Contrition is related to shame and guilt. In biblical usage contrition is contrasted with shame and guilt by virtue of the distinction that contrition (“Godly sorrow”) is pleasing to God and leads to repentance, while shame and “worldly sorrow” leads to death. Contrition leads to life because it is sorrow mixed with faith.
Contrition is also related to repentance. In fact, sorrow for sin can move a person to change. As the individual turns to God in their hatred of their sin, He helps them to make changes in their lives. God empowers repentance in response to contrition.
Many counterfeits of contrition add to confusion around this concept. For example, penance carries with it the idea that sin requires the person who sinned to suffer for their sins. Thus penance relates to punishment and payment for sin.

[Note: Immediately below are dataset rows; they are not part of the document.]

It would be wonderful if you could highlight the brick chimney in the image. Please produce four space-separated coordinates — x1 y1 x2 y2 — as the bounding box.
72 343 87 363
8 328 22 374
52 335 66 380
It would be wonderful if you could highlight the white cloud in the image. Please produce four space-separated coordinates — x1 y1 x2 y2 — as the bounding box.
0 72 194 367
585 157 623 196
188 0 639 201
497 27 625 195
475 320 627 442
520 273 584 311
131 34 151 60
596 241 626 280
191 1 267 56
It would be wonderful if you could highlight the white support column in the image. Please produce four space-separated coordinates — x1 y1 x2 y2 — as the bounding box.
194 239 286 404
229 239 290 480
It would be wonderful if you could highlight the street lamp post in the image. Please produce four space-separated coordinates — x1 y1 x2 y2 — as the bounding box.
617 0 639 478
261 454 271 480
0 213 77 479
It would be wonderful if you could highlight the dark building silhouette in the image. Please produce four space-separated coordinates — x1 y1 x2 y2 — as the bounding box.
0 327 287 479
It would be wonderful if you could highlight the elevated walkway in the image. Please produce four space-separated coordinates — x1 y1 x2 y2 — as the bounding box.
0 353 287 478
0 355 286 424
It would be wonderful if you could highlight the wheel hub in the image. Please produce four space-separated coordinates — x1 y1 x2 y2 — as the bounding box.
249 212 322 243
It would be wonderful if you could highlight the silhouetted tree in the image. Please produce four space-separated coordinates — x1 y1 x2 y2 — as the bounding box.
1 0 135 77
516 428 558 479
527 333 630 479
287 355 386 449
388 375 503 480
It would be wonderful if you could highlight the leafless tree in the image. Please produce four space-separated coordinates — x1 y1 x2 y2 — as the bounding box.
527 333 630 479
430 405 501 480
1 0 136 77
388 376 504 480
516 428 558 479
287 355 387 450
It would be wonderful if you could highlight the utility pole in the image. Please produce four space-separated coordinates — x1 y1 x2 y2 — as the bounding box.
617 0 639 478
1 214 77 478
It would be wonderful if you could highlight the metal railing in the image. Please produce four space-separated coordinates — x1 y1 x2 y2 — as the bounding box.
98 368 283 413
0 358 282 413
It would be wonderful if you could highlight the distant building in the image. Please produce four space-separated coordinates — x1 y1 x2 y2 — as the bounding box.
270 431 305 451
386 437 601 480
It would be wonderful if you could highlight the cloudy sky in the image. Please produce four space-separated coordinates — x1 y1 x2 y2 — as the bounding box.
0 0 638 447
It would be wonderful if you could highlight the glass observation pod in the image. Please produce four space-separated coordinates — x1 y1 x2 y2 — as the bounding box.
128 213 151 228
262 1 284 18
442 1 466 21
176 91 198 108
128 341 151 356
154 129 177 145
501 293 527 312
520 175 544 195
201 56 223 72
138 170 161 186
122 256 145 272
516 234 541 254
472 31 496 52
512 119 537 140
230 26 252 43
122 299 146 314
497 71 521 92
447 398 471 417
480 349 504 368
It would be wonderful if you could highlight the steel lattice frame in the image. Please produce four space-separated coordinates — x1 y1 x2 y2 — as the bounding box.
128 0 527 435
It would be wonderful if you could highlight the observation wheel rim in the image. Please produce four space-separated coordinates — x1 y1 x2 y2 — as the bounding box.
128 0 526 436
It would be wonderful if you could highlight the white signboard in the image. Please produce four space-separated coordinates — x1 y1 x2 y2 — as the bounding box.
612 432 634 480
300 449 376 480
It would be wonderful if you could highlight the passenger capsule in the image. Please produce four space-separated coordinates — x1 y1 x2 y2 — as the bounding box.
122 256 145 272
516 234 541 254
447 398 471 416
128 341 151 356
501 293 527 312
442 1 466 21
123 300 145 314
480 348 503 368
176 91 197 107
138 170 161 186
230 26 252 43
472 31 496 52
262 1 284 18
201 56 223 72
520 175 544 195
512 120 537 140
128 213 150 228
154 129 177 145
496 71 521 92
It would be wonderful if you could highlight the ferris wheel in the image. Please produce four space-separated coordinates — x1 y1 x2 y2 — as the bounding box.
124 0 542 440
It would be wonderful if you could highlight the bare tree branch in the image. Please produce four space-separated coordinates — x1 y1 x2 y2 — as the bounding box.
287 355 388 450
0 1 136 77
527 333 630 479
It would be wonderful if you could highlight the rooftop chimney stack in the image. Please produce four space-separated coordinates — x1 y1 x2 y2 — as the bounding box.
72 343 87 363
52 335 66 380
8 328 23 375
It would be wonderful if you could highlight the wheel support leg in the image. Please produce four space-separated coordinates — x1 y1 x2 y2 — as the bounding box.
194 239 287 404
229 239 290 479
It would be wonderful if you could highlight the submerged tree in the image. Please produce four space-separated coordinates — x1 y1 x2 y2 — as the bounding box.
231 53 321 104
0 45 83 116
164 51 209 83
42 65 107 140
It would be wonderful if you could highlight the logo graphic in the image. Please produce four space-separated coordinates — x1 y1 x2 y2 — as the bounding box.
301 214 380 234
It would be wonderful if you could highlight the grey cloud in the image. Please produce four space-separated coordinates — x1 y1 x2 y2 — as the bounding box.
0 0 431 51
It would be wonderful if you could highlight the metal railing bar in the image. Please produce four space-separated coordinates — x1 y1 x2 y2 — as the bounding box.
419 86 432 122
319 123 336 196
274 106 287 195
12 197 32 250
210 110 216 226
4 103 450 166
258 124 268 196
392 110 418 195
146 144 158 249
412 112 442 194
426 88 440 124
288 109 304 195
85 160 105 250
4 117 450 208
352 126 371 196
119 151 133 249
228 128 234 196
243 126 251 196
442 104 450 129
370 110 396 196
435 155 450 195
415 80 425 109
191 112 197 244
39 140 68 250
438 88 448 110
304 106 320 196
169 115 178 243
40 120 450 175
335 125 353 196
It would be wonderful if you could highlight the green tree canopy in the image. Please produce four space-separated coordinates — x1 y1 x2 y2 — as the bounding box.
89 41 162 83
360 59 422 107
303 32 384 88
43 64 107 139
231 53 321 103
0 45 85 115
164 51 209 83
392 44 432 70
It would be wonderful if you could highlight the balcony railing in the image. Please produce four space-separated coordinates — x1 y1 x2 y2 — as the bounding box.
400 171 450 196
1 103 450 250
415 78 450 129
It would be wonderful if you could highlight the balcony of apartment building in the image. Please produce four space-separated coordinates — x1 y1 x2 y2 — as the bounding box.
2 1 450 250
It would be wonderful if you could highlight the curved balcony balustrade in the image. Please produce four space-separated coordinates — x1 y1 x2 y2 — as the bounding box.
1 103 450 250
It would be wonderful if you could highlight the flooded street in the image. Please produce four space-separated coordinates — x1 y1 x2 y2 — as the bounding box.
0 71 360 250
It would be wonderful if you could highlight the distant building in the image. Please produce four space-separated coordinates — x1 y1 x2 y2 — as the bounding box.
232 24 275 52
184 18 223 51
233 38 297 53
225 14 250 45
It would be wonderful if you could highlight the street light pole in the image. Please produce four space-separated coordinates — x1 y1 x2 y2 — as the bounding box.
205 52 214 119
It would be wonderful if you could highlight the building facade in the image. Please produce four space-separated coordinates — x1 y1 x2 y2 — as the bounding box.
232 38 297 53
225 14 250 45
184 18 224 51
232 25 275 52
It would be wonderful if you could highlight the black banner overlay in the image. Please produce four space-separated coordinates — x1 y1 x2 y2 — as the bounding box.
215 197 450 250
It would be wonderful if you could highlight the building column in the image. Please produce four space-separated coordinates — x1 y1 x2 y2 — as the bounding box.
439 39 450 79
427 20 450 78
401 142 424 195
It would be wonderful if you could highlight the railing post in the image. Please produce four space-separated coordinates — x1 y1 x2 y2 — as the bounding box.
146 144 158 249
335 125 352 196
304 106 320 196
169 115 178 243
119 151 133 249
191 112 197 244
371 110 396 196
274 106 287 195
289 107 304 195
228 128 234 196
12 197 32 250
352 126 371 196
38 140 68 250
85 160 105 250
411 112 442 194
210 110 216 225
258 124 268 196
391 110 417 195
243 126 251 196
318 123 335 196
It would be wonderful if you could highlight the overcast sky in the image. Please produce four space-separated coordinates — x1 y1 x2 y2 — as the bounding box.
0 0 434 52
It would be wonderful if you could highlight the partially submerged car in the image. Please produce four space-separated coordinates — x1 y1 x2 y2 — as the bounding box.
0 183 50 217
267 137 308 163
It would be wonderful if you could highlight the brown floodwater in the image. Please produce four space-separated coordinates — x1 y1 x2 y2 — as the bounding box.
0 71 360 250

At its worst penance degenerates into voluntary self punishment. Contrition, by contrast, is enhanced and deepened the more the individual recognizes the price that Jesus played to redeem the guilty. Love for God brings the purest and most powerful experience of true contrition.
Two great errors have plagued the free exercise of contrition. In some catholic traditions the reception of forgiveness has been thought to be dependent on contrition. That is, if there is no deep sorrow for sin then there can be no forgiveness. This leads rapidly to the notion that a person needs to earn God’s forgiveness. Conversely in some protestant traditions the reception of forgiveness by faith and grace alone has led to the notion that contrition plays no role in salvation and is unnecessary. This leads rapidly to a neglect of a serious and whole hearted turning from sin. Without any sorrow for sin and sincere desire to be free from sin the individual then fails to progress to mortification, repentance, sanctification and perfection.